Unexcepted costs, from insurance to move-in expense, can leave the homebuyer in both financial and emotional distress and take away from the excitement of their new home purchase – if they don’t plan for them.

To avoid such concern, we’ve created a list of some unexpected costs that could come with purchasing a new home.

  • Down payment. Your down payment is typically the first expense a homebuyer will begin to save towards. Down payments vary depending on what type of mortgage you choose. To help you better determine which loan program is right for you, visit our Loan Options page on our website. Once you have chosen the right loan program for you, you can start saving towards your down payment.
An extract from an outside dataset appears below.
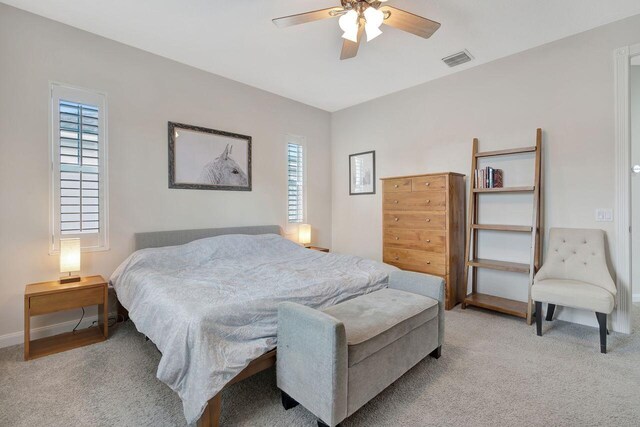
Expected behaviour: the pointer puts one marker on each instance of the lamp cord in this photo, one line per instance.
(79, 321)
  • Closing costs. These costs, which begin to accrue as soon as you start the home buying journey, can often be overlooked. But that does not mean that they shouldn’t be budgeted for. These costs can include, but are not limited to; your application fee, origination and/or underwriting fees, title insurance, title search fee, and in some cases a transfer tax.
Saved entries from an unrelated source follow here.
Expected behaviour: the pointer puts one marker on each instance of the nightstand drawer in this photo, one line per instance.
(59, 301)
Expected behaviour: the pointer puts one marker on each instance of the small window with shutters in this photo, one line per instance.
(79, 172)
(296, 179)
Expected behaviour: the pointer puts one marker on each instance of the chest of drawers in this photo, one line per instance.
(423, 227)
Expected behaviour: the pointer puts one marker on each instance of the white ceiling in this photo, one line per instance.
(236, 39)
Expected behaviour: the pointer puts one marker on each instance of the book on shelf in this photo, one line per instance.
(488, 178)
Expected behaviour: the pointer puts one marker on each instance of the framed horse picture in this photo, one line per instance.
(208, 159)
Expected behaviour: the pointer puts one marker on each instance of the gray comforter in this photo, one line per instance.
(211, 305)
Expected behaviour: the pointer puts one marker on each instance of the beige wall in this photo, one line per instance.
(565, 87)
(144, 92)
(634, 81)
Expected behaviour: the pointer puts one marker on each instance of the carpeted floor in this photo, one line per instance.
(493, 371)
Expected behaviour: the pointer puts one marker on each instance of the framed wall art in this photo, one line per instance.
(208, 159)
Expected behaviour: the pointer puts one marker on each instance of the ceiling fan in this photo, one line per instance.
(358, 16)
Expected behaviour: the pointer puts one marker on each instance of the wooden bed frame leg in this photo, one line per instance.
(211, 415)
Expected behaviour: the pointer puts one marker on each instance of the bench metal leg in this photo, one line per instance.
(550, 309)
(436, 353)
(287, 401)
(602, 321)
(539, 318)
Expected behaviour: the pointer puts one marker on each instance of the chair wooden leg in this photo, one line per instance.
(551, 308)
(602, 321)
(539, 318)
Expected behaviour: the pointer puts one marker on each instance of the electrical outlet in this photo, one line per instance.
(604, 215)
  • Move-in expenses. From hiring a moving truck to purchasing cleaning supplies, moving expenses are inevitable and should always be considered in the total cost of your new home.
  • Insurance. Homeowners can be eligible for two different types of insurance programs:
  1. Homeowner’s insurance. This type of insurance protects you from unexpected damages to your home, such as effects from a natural disaster, theft, or vandalism, to name a few. Though this insurance is not required by law, it is highly recommended and can be required for some lenders.
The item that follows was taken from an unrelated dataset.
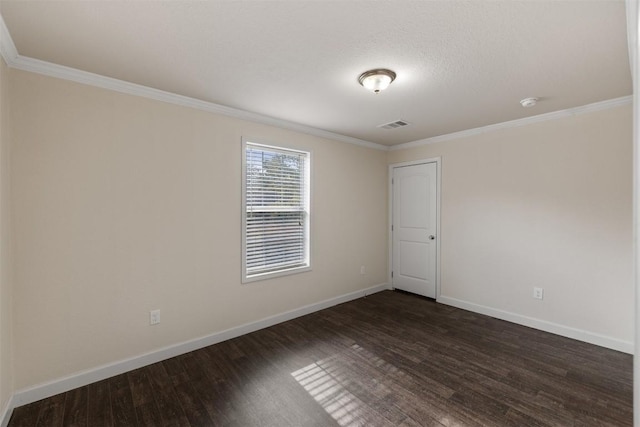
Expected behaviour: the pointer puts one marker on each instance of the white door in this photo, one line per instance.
(414, 222)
  2. Private Mortgage Insurance. PMI or private mortgage insurance is required when a homebuyer puts less than 20% towards their down payment. This insurance provides protection for the lenders if the buyer defaults on their loan. It’s helpful to note that this insurance does not last the lifetime of the loan and is eventually eliminated as the buyer pays down their mortgage.
  • Property Taxes. These taxes, which are often included in your monthly mortgage payments, vary in geographic location. Property taxes are a variable cost and are not always based on the initial price you paid for your home. Meaning, they change over time, as the value of your home changes. Some possible reasons for an increase in property taxes would be a home improvement to you or a neighbor’s home or the development of a new school nearby.
  • HOA. HOA, or homeowner’s association fees, are applicable when buying a home or condo in a community that is run by a homeowner’s association. These fees are used towards services provided by the association such as security, maintenance, landscaping, and amenities like a pool or a gym. These costs vary from place to place.
  • Home maintenance, repairs, and utilities. Having a fund available for things like maintenance, repairs and your new utility bill is always a good idea when purchasing a new home. Some experts suggest saving 1% of the home’s value as an emergency maintenance fund in the case that these almost certain expenses arise.